There are case studies that demonstrate how ecosystem valuation has led to market-based mechanisms have helped make the right decisions. A commonly cited example is the Catskill Delaware Watershed, where New York City invested in conserving a watershed that filters its water as effectively as a filtration plant, and more cheaply. Yet these examples of success are far and few between so far.

Using valuation in the right circumstances?

There are many interesting uses for monetary valuation that convince me it can sometimes have a place, but it shouldn’t be a go-to tool in the first instance. Monetary valuation may convince decision-makers to realise the irreplaceable services of nature, to treasure them deeply as sacred, delicate systems that we must protect and help thrive. However we should be very cautious about when it’s used. My pragmatic view is that monetary valuation can have an appropriate place in the discussion but in proportion with other tools and communications. Its purpose must be well communicated, together with its accuracy, as it’s no use bringing shoddy evidence to the table.

I also believe that we should also not allow monetary valuation to dominate the debate when the moral arguments are clear. Douglas McCauley, a professor at Stanford University argues against the central role of monetary values in decision making, suggesting that protecting ecosystem services should be framed predominantly as a moral issue; as the right thing to do, rather than reduced to the financial bottom line. McCauley suggests that policy-makers can be driven by more than the financial bottom line and believing otherwise is “akin to saying that civil-rights advocates would have been more effective if they provided economic justifications for racial integration” (McCauley 2006). 

Many social and environmental justice campaigners have experienced how decision making in the real world often does not follow evidence-based, rational processes. The reality is that decisions are made rashly and that the those in power can be manipulated or will act selfishly to win favour with one group over another. While monetary valuation clearly has some flaws, both practically and philosophically, it is another tool we can add to the toolbox. You never know when it might come in handy, but we just need to be very careful how and when to use it.

References

Chaisson, E.J., 2002. Cosmic Evolution: The Rise of Complexity in Nature. Harvard University Press, Cambridge, MA.

Costanza, R., 2006. Nature: ecosystems without commodifying them [Correspondence]. Nature 443, 749.

Costanza, R., de Groot, R., Sutton, P., van der Ploeg, S., Anderson, S.J., Kubiszewski, I., 2014. Changes in the global value of ecosystem services.
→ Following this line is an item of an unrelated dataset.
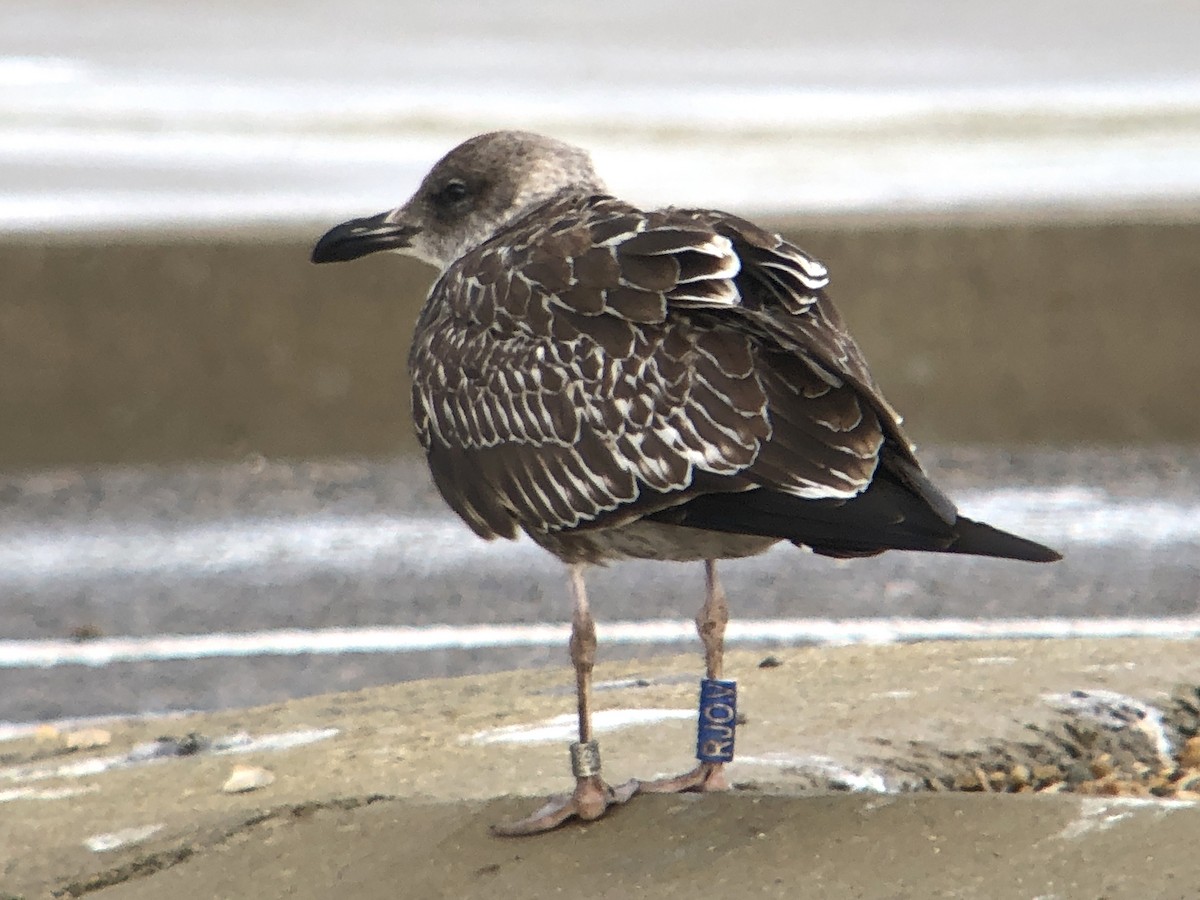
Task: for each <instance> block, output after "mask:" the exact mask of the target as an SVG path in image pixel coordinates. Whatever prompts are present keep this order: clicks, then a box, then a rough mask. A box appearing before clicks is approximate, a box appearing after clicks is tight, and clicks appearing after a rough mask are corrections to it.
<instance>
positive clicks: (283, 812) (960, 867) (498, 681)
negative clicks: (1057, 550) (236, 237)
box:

Global Environ. Change, 26, 152–158.

Eigenbrod, F., Armsworth, P.R., Anderson, B.J., Heinemeyer, A., Gillings, S., Roy, D.B., Thomas, C.D. and Gaston, K.J., 2010. The impact of proxy-based methods on mapping the distribution of ecosystem services. Journal of Applied Ecology, 47(2), pp. 377-385.

McCauley, D. 2006. Selling out on nature [Commentary]. Nature 443, 7107: 27-8.

Monbiot, G., 2012. Putting a price on the rivers and rain diminishes us all. The Guardian.